In the preceding section, we successfully authenticated 58 single-image SLGWs every 3 years. Through an analysis of the sky localization overlapping between these 58 single images and the remaining GWs, we are able to select the multiple-image systems associated with these single images.

Figure 3 shows the results of our multiple-image identification process. We always pair the GWs with the first detected signal among multiple images. Therefore, a double image corresponds to one pair, and a quadruple image corresponds to three pairs. The y axis represents the FAP including the trial factor derived from 105 false positives according to equation (7).
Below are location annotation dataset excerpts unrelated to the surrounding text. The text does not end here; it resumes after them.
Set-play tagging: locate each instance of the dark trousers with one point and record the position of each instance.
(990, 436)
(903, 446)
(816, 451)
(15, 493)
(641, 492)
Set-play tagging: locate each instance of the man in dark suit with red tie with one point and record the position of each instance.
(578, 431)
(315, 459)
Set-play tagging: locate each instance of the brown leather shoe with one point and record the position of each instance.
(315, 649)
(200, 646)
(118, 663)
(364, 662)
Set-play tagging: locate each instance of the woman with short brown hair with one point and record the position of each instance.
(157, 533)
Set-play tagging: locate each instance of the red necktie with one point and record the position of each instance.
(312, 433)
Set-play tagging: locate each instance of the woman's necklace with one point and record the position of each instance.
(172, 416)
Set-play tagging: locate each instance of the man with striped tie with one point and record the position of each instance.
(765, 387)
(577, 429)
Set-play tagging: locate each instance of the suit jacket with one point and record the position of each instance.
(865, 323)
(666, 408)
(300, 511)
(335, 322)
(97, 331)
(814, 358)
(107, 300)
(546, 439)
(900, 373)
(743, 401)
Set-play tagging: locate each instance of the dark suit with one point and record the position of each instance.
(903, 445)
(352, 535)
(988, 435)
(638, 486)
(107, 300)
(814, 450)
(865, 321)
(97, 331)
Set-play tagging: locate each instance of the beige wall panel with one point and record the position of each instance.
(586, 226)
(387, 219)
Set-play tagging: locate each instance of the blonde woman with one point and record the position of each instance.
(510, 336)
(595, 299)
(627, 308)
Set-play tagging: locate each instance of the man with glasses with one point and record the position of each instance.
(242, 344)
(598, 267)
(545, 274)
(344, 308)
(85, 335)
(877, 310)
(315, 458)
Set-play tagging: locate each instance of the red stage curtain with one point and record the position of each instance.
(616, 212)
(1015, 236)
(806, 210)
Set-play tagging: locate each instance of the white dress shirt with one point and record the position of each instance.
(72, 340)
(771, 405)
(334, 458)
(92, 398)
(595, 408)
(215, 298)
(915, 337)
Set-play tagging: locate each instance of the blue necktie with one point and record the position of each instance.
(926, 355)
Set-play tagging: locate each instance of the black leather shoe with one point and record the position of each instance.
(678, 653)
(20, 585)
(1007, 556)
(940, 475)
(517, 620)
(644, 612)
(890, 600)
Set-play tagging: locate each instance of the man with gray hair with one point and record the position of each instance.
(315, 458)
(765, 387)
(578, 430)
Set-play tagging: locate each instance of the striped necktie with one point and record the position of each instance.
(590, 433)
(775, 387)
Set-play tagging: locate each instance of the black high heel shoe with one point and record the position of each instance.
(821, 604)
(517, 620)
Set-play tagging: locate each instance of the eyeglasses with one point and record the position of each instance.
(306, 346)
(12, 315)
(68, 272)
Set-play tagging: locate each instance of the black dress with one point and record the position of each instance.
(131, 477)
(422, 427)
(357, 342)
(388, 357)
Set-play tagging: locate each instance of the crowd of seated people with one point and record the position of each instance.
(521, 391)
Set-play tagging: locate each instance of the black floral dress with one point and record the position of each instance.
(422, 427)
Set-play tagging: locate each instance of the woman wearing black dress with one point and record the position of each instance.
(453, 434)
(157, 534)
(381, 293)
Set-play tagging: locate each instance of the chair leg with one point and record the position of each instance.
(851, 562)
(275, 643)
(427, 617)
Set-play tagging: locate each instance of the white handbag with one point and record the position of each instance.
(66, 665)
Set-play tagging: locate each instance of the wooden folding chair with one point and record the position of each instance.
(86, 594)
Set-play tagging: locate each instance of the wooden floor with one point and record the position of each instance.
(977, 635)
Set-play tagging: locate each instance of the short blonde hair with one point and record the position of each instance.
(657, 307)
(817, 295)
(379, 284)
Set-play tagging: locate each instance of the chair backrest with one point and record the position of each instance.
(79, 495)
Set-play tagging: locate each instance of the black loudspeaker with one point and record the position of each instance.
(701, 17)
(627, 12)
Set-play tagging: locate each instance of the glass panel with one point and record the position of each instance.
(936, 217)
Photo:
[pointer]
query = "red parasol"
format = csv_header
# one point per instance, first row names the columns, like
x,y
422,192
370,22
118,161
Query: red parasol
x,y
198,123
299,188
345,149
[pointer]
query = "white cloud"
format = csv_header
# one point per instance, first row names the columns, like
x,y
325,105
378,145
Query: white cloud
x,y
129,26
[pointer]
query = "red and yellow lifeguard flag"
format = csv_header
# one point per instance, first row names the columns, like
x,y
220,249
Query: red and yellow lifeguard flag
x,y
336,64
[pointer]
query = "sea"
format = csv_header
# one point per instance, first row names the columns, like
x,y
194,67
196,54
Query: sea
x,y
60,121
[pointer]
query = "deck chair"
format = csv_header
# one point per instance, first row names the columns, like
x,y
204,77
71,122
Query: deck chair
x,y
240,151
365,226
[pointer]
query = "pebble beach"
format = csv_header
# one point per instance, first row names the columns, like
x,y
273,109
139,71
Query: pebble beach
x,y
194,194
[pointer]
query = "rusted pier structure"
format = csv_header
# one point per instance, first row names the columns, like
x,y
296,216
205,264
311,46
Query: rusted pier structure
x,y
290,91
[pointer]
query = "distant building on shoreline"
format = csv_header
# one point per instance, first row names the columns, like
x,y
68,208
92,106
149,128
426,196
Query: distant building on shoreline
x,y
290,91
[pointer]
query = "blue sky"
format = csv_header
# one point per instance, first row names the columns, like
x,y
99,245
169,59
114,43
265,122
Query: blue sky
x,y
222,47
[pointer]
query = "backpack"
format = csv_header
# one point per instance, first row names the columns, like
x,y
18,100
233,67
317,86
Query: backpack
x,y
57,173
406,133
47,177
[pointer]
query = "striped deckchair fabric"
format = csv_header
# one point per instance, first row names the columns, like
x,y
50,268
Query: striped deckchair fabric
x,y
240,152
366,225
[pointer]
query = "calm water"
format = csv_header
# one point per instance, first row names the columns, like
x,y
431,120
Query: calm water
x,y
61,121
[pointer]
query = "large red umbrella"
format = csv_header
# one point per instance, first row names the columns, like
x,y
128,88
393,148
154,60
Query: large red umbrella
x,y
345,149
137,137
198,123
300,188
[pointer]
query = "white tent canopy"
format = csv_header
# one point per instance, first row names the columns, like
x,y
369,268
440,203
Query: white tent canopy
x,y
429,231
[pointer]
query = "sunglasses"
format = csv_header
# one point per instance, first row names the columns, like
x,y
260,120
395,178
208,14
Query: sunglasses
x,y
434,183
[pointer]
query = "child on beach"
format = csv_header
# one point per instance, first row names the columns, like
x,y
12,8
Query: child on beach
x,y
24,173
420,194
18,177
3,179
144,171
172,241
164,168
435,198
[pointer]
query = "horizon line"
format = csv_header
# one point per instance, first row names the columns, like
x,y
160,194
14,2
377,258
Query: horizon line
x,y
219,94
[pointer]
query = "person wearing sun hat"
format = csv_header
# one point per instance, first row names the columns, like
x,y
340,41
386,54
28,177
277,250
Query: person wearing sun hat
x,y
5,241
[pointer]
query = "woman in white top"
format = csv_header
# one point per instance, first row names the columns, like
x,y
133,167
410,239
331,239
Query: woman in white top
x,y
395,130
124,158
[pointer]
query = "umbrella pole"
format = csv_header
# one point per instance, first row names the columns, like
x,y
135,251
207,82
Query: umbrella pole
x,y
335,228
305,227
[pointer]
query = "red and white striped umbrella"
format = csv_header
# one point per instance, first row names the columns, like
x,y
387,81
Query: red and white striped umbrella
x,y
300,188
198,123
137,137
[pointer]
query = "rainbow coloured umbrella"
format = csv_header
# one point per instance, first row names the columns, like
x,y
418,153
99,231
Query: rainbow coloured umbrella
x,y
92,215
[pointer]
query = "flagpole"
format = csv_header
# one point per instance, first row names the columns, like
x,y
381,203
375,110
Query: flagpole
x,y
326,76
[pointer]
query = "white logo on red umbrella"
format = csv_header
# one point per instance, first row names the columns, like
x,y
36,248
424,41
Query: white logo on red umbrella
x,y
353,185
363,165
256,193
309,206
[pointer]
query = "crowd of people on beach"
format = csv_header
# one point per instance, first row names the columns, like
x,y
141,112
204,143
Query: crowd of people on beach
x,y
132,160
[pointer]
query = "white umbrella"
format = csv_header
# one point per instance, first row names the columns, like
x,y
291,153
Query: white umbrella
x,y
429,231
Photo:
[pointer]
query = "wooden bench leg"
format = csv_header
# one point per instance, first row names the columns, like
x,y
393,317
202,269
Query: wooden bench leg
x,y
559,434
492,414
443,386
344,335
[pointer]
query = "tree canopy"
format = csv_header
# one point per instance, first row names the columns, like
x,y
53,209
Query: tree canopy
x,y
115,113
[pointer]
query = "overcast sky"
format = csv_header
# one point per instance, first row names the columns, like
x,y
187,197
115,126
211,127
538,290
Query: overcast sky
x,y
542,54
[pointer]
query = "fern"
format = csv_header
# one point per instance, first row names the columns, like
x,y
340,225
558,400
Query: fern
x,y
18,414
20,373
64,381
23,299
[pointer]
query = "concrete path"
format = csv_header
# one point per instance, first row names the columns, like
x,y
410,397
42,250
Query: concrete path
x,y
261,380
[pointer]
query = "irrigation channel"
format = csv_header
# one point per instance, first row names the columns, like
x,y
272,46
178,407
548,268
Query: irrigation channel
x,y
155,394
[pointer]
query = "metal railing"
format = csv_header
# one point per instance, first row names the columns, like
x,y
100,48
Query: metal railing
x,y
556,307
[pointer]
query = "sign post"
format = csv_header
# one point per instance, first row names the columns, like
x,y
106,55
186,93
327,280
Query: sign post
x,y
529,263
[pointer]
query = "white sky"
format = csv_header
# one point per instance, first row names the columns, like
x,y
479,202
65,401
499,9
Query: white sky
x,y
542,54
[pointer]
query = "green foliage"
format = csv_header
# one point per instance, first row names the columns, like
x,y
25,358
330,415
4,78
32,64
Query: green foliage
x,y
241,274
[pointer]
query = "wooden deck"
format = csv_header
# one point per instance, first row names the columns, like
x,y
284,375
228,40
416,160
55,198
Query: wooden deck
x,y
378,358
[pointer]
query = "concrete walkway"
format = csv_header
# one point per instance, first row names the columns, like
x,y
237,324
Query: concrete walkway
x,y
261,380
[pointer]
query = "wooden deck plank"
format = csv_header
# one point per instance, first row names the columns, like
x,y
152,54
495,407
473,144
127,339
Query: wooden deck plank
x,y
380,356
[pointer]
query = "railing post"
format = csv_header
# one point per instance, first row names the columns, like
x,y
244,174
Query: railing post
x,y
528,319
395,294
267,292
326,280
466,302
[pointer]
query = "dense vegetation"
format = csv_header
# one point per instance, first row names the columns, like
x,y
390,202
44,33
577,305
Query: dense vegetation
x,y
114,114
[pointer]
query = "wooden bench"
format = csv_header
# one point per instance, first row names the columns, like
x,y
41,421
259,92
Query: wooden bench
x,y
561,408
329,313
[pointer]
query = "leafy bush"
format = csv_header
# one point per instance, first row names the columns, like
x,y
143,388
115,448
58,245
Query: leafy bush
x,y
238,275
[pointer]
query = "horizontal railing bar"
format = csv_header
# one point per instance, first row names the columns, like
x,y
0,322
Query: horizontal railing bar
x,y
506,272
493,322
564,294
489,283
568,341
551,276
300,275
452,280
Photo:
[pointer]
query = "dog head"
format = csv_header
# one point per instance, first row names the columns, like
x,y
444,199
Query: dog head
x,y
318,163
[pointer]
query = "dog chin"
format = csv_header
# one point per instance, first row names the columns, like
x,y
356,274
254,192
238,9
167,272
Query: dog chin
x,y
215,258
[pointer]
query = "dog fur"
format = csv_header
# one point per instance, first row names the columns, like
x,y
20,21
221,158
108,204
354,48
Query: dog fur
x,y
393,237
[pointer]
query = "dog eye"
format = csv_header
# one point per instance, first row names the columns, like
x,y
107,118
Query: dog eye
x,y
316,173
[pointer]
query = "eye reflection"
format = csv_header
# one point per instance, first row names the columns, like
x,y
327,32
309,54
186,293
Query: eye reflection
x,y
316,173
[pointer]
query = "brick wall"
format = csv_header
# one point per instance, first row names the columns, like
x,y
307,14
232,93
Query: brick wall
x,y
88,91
The x axis corresponds to the event index. It is worth noting that each of the previously identified 58 images belong to either a new lens system or an old system shared with other identified images. In general, these 58 images are included in 47 strong lensing systems. The divide between differently coloured regions corresponds to FAP = 10−2, 10−4 and 10−6, respectively. The circles in the figure indicate the FAP of a doublet and stars denote the FAP of a quadruplet, which is defined in equation (8). In this Article, we adopt a threshold of FAP <10−2 for doublet and FAP <10−6 for quadruplet. With this choice, two double-image systems and one quadruple-image system were identified, which are marked as solid circles and a solid star, respectively. In particular, for the quadruple event ID-35, its FAP is <10−8, with each image pair having a FAP of <10−2.

Fig. 3: Identification of SLGW pairs.
figure 3

This figure displays the results of finding SLGW pairs. The y axis represents the FAP, defined in equation (7) for doublet and equation (8) for quadruplet. The x axis corresponds to the event index. The divide between the differently coloured regions corresponds to FAP = 10−2, 10−4 and 10−6, respectively. The circles and stars indicate the FAP of doublets and quadruplets, respectively. Grey represents FAP >0.01, red represents 10−4 < FAP < 0.01 and purple represents FAP <10−4. We use a successful identification threshold of FAP <10−2 for doublets and FAP <10−6 for quadruplets. Applying these criteria, we identified two double-image systems and one quadruple-image system, which are represented by solid circles and a solid star, respectively.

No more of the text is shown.